Зейн и Рассел заняли позиции на флангах.
— Неизвестная мишень стоит на повороте шоссе, — сказал я.
— Верняк, — согласился Зейн.
— Значит, не померещилось, — сказал Рассел.
— Все, что ты видишь, тебе не мерещится.
— Надеюсь, ты прав, дружище, — откликнулся Рассел.
— Виктор, со мной! — произнес бог войны Зейн. — Рассел, седлай!
Рассел бросился к джипу.
Мы с Зейном шли к шоссе на таком расстоянии, что одной очередью нас было не уложить.
— Какого черта вы двое здесь делаете? — заорал призрак.
Это была женщина — точнее, старуха. На ней был бурый дождевик, пластиковая шапочка от дождя низко надвинута на покрытые шеллаком волосы. Веснушки усеяли белое как мел лицо с ярко размалеванным ртом. Стоя на невысокой насыпи гравия, обрамлявшей шоссе, она поджала бледные руки, как птица поджимает лапки.
— Любуемся океаном, — сказал Зейн, когда мы подошли поближе.
— Зачем?
Три мешка для покупок с ручками и черная сумочка размером с солдатский ранец стояли за ней на гравии.
— Впрочем, без разницы. Какой автобус?
— Простите?
— Какой… автобус.
— Наш автобус, — нахмурился Зейн, — синий?
— Все равно, — сказала старуха. — Особенно если будете шляться по берегу, когда он подойдет. Сами решайте, что лучше — ехать в автобусе или слоняться в тумане. Обычно тут останавливается тот, который идет до Атлантик-Сити.
Туман несколько рассеялся, и мы увидели еще двух женщин, стоявших дальше по дороге.
— Двойной до ЭнДжей делает остановку прямо тут.
— ЭнДжей?..
Она замахала руками, чтобы я замолчал.
— Да ладно. У него сейчас новое, чудаковатое какое-то название, но все равно он был и остается мегамаркетом Нью-Джерси. Вам двоим комнаты в мотеле на ночь нужны?
Главное в жизни — не упустить свой шанс.
— А как далеко… как долго идет автобус до мегамаркета? — спросил я.
— Полтора часа, хотя в этом проклятом тумане… Ни черта не видать.
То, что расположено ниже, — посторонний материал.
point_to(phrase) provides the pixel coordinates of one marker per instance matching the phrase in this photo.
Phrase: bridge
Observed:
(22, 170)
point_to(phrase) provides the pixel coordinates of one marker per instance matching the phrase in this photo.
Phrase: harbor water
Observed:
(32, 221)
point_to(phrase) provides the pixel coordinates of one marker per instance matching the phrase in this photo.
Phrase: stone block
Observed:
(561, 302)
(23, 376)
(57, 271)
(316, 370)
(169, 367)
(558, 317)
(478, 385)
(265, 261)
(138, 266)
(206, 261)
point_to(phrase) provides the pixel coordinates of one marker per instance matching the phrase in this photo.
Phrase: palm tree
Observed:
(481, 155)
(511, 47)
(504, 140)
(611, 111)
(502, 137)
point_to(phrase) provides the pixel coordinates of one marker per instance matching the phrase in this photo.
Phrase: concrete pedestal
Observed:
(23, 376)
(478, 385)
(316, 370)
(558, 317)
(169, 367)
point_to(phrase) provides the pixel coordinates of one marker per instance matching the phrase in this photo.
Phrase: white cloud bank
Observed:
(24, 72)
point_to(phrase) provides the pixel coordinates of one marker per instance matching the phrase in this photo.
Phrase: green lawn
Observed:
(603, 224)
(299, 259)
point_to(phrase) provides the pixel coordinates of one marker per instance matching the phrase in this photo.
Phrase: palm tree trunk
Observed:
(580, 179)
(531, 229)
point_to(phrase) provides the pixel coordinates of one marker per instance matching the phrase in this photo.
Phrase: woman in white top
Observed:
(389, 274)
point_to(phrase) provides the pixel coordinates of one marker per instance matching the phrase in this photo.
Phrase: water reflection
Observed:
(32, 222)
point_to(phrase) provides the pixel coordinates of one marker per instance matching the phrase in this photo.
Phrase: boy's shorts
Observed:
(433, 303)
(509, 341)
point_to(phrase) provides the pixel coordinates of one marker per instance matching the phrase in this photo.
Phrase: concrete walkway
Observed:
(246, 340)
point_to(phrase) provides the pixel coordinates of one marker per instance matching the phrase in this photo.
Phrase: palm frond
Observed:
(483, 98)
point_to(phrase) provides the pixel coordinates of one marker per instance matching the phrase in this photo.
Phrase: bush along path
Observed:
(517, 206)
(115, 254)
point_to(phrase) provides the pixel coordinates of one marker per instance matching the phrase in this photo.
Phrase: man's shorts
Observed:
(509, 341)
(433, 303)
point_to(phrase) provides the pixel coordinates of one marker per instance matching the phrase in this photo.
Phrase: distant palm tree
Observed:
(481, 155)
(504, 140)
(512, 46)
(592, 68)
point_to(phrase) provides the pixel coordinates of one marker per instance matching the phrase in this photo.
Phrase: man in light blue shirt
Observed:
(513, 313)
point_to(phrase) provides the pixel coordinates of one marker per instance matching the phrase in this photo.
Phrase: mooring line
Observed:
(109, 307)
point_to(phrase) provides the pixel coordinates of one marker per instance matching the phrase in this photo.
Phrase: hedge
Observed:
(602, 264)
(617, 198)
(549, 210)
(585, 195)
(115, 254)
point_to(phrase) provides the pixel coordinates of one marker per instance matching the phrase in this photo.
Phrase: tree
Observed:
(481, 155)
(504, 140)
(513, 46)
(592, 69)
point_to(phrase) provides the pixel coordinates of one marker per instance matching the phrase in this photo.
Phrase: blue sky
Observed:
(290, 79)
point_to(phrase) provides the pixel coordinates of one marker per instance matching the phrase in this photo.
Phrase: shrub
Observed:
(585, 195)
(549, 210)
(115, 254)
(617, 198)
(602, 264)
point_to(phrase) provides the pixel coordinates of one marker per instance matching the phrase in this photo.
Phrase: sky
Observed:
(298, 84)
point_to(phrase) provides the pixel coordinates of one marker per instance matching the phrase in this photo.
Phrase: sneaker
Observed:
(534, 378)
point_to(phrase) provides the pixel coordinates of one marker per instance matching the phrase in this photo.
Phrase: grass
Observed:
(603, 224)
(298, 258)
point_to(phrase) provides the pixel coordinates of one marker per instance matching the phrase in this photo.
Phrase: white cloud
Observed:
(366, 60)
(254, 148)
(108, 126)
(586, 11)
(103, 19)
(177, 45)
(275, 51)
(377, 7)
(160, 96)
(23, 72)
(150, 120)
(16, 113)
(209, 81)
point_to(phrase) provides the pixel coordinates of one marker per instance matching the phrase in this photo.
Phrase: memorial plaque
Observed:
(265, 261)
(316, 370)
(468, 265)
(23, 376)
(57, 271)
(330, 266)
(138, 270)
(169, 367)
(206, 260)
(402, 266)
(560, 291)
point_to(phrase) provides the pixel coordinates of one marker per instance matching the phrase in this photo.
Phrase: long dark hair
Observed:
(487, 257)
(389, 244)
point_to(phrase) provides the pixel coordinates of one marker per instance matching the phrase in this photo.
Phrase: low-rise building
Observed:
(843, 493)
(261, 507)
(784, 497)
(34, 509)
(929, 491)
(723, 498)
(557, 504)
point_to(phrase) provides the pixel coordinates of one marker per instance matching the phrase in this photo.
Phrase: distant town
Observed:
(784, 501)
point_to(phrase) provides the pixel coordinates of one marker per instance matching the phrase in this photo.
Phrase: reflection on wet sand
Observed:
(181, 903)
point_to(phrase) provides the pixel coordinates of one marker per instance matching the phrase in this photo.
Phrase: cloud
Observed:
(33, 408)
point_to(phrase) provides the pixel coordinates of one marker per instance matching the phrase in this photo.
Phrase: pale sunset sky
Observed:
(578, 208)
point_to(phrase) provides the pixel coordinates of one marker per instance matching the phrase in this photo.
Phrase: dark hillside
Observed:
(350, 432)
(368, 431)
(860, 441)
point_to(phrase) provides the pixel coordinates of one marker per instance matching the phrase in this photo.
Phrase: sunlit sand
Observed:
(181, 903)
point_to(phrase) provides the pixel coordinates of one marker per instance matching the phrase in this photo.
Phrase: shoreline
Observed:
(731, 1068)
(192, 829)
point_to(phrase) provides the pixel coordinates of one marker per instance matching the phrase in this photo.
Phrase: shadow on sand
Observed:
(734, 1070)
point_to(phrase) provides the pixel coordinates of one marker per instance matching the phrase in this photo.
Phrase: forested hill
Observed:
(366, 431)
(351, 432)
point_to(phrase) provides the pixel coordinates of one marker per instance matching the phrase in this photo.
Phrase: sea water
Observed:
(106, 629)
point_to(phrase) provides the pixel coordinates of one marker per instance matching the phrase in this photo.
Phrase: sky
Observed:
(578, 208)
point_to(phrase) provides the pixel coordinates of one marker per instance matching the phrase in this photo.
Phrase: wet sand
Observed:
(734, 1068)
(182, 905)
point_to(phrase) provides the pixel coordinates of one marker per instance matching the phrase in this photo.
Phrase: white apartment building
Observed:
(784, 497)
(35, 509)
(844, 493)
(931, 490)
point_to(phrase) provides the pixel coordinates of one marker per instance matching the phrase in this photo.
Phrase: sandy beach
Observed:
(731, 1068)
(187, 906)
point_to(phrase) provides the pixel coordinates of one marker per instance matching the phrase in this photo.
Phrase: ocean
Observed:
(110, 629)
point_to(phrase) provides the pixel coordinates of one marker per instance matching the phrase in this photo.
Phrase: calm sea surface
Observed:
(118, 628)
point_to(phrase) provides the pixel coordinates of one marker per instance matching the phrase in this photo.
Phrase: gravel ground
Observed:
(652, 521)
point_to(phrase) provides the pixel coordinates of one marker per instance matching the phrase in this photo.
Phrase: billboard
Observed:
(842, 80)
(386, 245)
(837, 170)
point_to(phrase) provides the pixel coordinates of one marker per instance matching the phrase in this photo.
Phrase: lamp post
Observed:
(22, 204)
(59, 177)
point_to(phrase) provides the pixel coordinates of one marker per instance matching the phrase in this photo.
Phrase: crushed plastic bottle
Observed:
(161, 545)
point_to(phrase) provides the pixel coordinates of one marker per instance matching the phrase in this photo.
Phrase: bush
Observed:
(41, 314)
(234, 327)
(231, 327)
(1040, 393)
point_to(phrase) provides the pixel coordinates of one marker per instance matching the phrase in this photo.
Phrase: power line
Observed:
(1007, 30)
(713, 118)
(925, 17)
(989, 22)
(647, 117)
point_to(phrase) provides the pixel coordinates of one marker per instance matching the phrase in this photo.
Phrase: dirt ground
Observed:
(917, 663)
— Это худо, — вздохнул Зейн.
Я заметил, как он нахмурился.
— Остальные… — начал я, — остальные члены нашей семьи, мы припарковались подальше от шоссе, чтобы…
— И много вас там? — Женщина-птица скосила глаза в туман.
— Брат, — сказал я, — сходи за Дядей Сэмом и остальными.
— Если ваш дядя тоже поедет, тогда порядок. Суньте десять баксов под «дворник», и ребята из окружной инспекции разрешат вам парковаться пару дней.
Сбегая вниз, к машине, Зейн крикнул:
— Только без нас не уезжайте!
Женщина-птица легонько хлопнула меня по плечу.
— Держись Бернис — не пропадешь.
— Рассчитываю на это, — ответил я. — Вы работаете на этом маршруте?
— Какого дьявола? — возмутилась Бернис. — А если бы и работала, то пустила бы все на самотек.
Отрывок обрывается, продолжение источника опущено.